Overview
- Mediaflux intro
- Import data with metadata
- Query data based on metadata searches
Material
Mediaflux concepts
Mediaflux (ref) is the underlying storage platform that pshell communicates with. It is out of scope to discuss the full capabilities of Mediaflux, but, a few relevant items will be mentioned.
Mediaflux is a database on a filesystem (or filesystems) that can be queried in a somewhat comparable manner as SQL. The Mediaflux database is XML based so the arguments and search terms are couched in the language of XML.
Every file stored in a Mediaflux server gets transformed into an asset and has a unique ID reference - this is the ID reported by pshell in the previous introductory section.
An asset consists of metadata and a reference to where the actual file content is stored ie the file-system path. Both the metadata and file content can be versioned and previous version retrieved. The default behaviour if no particular version is specified is to use the most recent version. Multiple versions of file content impact your usage/quota.
namespaces are the Mediaflux name for the virtual folder structure that was introduced in the previous section.
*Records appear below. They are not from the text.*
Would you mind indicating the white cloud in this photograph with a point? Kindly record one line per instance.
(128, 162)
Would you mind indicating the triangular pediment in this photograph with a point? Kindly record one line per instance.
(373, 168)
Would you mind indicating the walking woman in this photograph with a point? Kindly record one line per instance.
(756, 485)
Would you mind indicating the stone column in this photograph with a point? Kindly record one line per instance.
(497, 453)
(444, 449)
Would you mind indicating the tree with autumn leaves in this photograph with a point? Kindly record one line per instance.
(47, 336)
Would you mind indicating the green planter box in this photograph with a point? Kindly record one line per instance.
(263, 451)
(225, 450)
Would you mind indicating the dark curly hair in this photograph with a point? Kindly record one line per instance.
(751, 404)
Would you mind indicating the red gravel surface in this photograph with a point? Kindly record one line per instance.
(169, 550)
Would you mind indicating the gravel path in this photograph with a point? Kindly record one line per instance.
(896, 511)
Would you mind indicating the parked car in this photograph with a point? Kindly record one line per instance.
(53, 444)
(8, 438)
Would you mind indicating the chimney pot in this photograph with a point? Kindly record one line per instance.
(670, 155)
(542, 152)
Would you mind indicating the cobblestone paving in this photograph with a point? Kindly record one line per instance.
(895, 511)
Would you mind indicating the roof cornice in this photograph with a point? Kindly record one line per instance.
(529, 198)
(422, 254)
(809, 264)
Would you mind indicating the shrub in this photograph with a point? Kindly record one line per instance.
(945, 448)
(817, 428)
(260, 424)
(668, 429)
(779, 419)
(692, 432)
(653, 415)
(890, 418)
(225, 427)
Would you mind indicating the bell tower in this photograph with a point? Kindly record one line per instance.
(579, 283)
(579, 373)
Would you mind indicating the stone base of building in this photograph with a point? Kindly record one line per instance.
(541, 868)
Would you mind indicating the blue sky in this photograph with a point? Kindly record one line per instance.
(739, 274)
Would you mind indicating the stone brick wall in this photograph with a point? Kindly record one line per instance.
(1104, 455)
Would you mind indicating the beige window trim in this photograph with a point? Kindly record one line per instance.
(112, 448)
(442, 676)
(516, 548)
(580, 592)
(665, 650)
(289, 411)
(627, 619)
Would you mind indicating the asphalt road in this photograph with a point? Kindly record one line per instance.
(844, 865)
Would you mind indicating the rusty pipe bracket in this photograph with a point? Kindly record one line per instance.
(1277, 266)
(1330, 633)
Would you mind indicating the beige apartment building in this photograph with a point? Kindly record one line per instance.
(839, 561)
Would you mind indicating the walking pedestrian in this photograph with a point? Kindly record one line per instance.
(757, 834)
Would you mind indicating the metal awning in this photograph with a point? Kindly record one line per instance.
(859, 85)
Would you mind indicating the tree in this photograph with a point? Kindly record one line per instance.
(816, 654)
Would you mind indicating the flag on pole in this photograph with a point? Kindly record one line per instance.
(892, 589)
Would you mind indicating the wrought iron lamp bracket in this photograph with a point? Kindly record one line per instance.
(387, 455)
metadata format - this tells you what queries can be done
Code Block |
---|
asset.get :id ASSET-ID
asset.get :id "path=FULL-PATH-TO-FILE" |
MetadataInstead of files and folders (pshell) you have:
- assets - the file content and associated metadata
- namespaces - remote folder structure on the mediaflux server
Mediaflux metadata is:
- XML-based
- has it's own query language
The main commands, operating on assets and asset metadata, are:
- asset.get - display metadata for an asset
- asset.set - alter metadata for an asset
- asset.query - find assets based on metadata queries
Mediaflux commands
These can be run in pshell or the vendor's own client (aterm.jar)
The general command is:
Code Block |
---|
asset.get :id ASSET-ID
asset.get :id "path=FULL-PATH-TO-FILE" |
If we wanted to extract a specific piece of information, such as the checksum, we use the optional xpath argument:
Code Block |
---|
pawsey:/projects>asset.get :id 69776098 :xpath content/csum
value = 384461DE |
The general command is:
Code Block |
---|
asset.set :id ASSET-ID <ELEMENT AND VALUE> |
For example, this is equivalent to a rename:
Code Block |
---|
asset.set :id 2958 :name "new name"
version="2" -changed-or-created="true" -id="2958" -stime="12095" |
Note: a new version of the asset is created - reflecting the fact that the name has been altered.
A more complex example, where we assign a geospatial location (in this case a point) to an asset:
Code Block |
---|
asset.set :id 69776160 :geoshape < :point < :latitude 31.95 :longitude 115.86 :elevation 10.0 > >
version="3" -changed-or-created="true" -id="2958" -stime="12097" |
This last case is an example of specifying an XML document that details the xpath + value for metadata items.
It is equivalent to an XML metadata document that looks like this:
Code Block |
---|
<geoshape>
<point>
<latitude> 31.95 </latitude>
<longitude> 115.86 </longitude>
<elevation> 10.0 </elevation>
</point>
</geoshape> |
The doc type shows the metadata that can be queried and specified.
Custom doc types can be made.
Asset is a special "first-order" type attached to everything.
Custom doc types get added under the <meta> element.
Code Block |
---|
asset.doc.type.describe :type asset |
Things such as the asset name and the geoshape and other items in the asset template are first order metadata items and treated as described above in terms of asset.get and asset.set.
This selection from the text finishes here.